Calvin touché et déstabilisé par ces mots ne dit plus rien et le fixa de ses beaux yeux verts, alors Loïc changea de sujet.

— Euh... en fait, moi, c'est Loïc et toi ?

— Calvin ! Ravi de faire ta connaissance.

— "Calvin" ? Qu'est-ce que ça veut dire ?

— Je n'en sais rien, à part que ma mère voulait me donner ce prénom depuis longtemps avant ma naissance.

— Elle est trop ouf ta mère, se marra Loïc.

Il y eut un moment silencieux puis Calvin dit d'une voix mi-étranglée :

— Ma mère est déjà morte.

Loïc s'étouffa avec sa brique de jus avant de proférer des excuses.

— Ne t'excuse pas, rassura Calvin.

— Et tu sais comment elle est morte ? Sans vouloir être trop indiscret, osa lancer le binoclard.

Il y eut quelques secondes de doutes dans l'esprit de Calvin, puis il décida de lui faire confiance.

— Eh bien, commença l'adolescent, ma mère avait toujours adoré les enfants et après m'avoir eu, elle en voulait d'autres naturellement, mais elle n'était plus capable de concevoir et elle faisait que des fausses couches. Elle ne voulait pas regarder la vérité en face et continua d'essayer jusqu'à ce qu'elle fasse une autre fausse couche suivie d'une hémorragie interne... Elle nous a quittés, il y a trois ans mon père et moi.

Il avait vraiment mis tout son regret dans cette dernière phrase.

— Je suis vraiment désolé.

— Ne t'excuse pas, ce n'est pas de ta faute.

— Je sais, mais moi à ta place, je ne serai pas aussi fort. Je ne peux pas vivre sans ma mère.

— Je peux dire que je n'ai pas eu le choix.

Loïc le trouva très vrai et la décision qu'il avait prise avant de venir lui parler venait de se solidifier.

— C'est vrai que ça va te paraître bizarre, mais tu ne voudrais pas qu'on soit amis ? Comme tu n'en as plus et que moi, je suis nouveau.

— Euh... laisse-moi réfléchir.

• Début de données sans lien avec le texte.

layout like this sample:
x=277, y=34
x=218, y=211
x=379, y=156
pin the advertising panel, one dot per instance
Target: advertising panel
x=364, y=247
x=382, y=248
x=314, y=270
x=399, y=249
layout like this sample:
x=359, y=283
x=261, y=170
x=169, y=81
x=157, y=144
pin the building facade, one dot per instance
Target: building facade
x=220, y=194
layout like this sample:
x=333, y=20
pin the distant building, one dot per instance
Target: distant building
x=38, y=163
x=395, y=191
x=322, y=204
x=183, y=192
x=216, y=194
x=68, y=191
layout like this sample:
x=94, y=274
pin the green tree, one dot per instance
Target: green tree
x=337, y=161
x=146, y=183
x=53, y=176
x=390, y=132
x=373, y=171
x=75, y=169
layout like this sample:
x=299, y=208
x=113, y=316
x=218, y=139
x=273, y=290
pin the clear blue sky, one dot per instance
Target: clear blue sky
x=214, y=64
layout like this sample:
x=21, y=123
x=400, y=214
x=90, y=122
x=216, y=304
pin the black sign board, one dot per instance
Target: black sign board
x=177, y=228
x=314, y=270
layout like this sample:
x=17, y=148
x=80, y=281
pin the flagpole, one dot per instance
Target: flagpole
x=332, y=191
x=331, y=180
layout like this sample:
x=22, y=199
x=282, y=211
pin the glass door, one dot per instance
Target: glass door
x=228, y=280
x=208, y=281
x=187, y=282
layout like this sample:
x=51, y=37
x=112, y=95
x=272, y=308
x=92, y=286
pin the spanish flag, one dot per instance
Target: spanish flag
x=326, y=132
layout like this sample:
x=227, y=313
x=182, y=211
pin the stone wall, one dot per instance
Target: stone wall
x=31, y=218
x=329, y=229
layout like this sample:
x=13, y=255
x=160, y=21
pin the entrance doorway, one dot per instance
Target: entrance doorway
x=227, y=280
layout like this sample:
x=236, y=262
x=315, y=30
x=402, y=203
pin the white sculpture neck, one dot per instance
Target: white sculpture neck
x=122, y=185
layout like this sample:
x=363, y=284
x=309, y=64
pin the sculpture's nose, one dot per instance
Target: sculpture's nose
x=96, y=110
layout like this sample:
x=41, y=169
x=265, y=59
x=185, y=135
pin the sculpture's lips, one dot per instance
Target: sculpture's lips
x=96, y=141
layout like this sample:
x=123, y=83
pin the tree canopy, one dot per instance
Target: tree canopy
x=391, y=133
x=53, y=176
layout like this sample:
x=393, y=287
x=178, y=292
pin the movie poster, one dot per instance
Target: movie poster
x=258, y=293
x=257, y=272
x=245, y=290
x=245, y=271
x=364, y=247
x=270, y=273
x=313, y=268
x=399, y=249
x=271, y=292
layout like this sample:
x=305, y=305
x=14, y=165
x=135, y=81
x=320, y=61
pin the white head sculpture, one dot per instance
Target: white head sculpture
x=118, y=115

C'est bon, je rigole. Oui, on peut devenir amis.

De retour chez lui, Calvin était tout content parce que pour la première fois de l'année, il avait passé une bonne journée à l'école. Mais quand il croisa son père, il faillit ne pas le reconnaître. Il était devenu tout gris avec une barbe de motard, les habits tout froissés et une bouteille de whisky à la main.

Cette fois était celle de trop. Calvin entra dans une grosse colère. Son père n'avait pas le droit de se comporter de la sorte. Même si Calvin restait l'enfant, il n'admettait pas ce genre de bêtise.

— Mais qu'est-ce qui ne va pas dans ta tête ? Pourquoi tu fais ça ? tonna le garçon.

Il eut pour seule réponse, le ricanement de son paternel.

— Mais tu es ivre et tu pues la cigarette. Qu'est-ce qui te prend enfin ?!

Son père le regarda et bredouilla :

— Bon... jour monsieur. Qui... êtes-vouuuuus ?

C'était la goutte qui fit déborder le vase. Calvin monta dans la chambre de son père sous le regard ahuri de ce dernier. Quand il ouvrit la porte, il resta sous le choc. Il vit son lit en pagaille avec quelques emballages de préservatifs au sol, des bouteilles de whisky vides, des mégots de cigarette et quelques seringues de drogue.

Quand il vit ça, il avait les larmes aux yeux. Il claqua très fort la porte. Son père sursauta, toujours adossé sur le mur, presque endormi, puis il balbutia :

— Oooh... Oh ! Leslie, Lesl... Leslie, où es-tu ?

Calvin plein de rage lui répondit :

— Crève ! Vieux fou.

Puis il partit s'enfermer dans sa chambre où il cassa tout sur son passage avant de se calmer et de sombrer dans un sommeil lourd et sans rêve.